3 | Multicentre studies into probiotic cleaning and sanitisation in healthcare settings
Reducing healthcare-associated infections incidence by a probiotic-based sanitation system: A multicentre, prospective, intervention study >
Impact of a probiotic-based hospital sanitation on antimicrobial resistance and HAI-associated antimicrobial consumption and costs: a multicenter study >
A more recent 2018, 18-month long study using 24,875 samples from 11,842 patients in six different Italian hospitals looked to evaluate the impact of probiotics in cleaning on HIAs.
The findings showed 54.8% fewer hospital infections when probiotics were used and 100 times fewer antibiotic resistance genes.
This study provides findings that the use of a probiotic-based environmental intervention can be associated with a significant decrease of the risk to contract a HAI during hospitalisation.
- 83% mean average decrease in surface pathogens compared to conventional cleaning procedures.

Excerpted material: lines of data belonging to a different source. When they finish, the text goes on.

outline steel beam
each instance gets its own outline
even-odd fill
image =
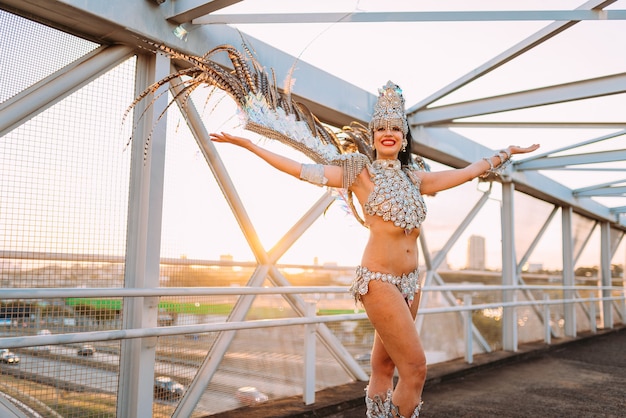
[[[502,184],[502,285],[517,284],[517,262],[515,260],[515,214],[513,211],[515,186],[512,182]],[[502,302],[515,302],[514,290],[502,292]],[[517,351],[517,310],[505,307],[502,314],[502,349]]]
[[[515,168],[518,170],[549,170],[564,166],[622,162],[624,160],[626,160],[626,150],[600,151],[521,161],[516,163]]]
[[[202,16],[194,24],[498,22],[625,20],[626,10],[481,10],[445,12],[255,13]]]
[[[567,337],[576,336],[576,304],[573,302],[576,292],[571,289],[575,284],[574,278],[574,237],[573,237],[573,217],[574,212],[571,207],[561,208],[561,239],[563,251],[563,286],[568,289],[563,290],[563,299],[572,302],[563,306],[563,316],[565,319],[565,335]]]
[[[611,277],[611,226],[608,222],[602,222],[600,225],[600,280],[603,287],[613,285]],[[610,289],[602,289],[602,297],[611,297]],[[595,302],[591,302],[595,303]],[[613,328],[613,303],[611,301],[602,301],[602,326],[605,329]],[[595,321],[596,318],[592,318]]]
[[[605,189],[607,187],[611,187],[611,186],[614,186],[616,184],[621,184],[621,183],[626,183],[626,179],[614,180],[609,183],[595,184],[593,186],[588,186],[588,187],[581,187],[580,189],[572,190],[572,193],[577,195],[578,193],[589,192],[593,190],[601,190],[601,189]]]
[[[626,129],[623,129],[623,130],[620,130],[620,131],[617,131],[617,132],[612,132],[610,134],[602,135],[602,136],[599,136],[599,137],[587,139],[587,140],[582,141],[582,142],[576,142],[574,144],[568,144],[568,145],[566,145],[564,147],[553,149],[553,150],[550,150],[550,151],[547,151],[547,152],[544,152],[544,153],[533,154],[533,155],[531,155],[529,157],[524,158],[524,161],[522,161],[522,162],[520,162],[520,161],[516,162],[515,166],[516,166],[516,168],[518,170],[523,170],[524,169],[524,165],[526,163],[528,163],[529,161],[539,160],[539,159],[542,159],[544,157],[548,157],[548,156],[550,156],[552,154],[558,154],[558,153],[563,152],[563,151],[569,151],[569,150],[572,150],[572,149],[584,147],[586,145],[595,144],[595,143],[602,142],[602,141],[607,141],[609,139],[617,138],[618,136],[622,136],[622,135],[626,135]]]
[[[193,19],[216,12],[241,0],[175,0],[165,3],[165,18],[177,24],[191,22]]]
[[[598,187],[594,190],[587,190],[584,192],[574,193],[574,196],[625,196],[626,186],[612,186],[612,187]]]
[[[498,129],[624,129],[626,122],[440,122],[440,128]]]
[[[100,47],[0,105],[0,137],[65,99],[133,55],[117,45]]]
[[[436,125],[456,119],[544,106],[574,100],[626,92],[626,73],[564,83],[550,87],[503,94],[485,99],[470,100],[431,107],[410,114],[411,125]]]
[[[139,94],[154,80],[169,74],[170,61],[164,55],[138,59],[136,91]],[[159,115],[167,108],[166,88],[154,92],[135,108],[133,126],[137,126],[131,148],[130,198],[124,287],[159,287],[161,227],[163,224],[163,179],[167,118]],[[150,100],[154,100],[150,105]],[[144,106],[148,106],[145,109]],[[143,110],[146,113],[142,115]],[[143,139],[151,132],[150,147],[144,154]],[[123,328],[141,329],[157,326],[158,297],[125,298]],[[153,402],[155,337],[122,341],[117,416],[151,418]]]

- The spread of AMR in the hospital environment can be limited by the use of sanitation methods to remodulate the hospital microbiota, leading to lower antimicrobial consumption and costs. This approach might be considered as part of broader infection prevention and control strategies.
- A follow up 2019 trial across five Italian hospitals over 6-months found that the use of probiotic cleaning systems was associated with up to 99% decrease of the antimicrobial resistant genes harboured by surface hospital microbiota, independently of the resistance types originally present in each individual setting. Antimicrobial drug consumption associated with HAI onset showed a global 60.3% decrease, with a 75.4% decrease of the associated costs.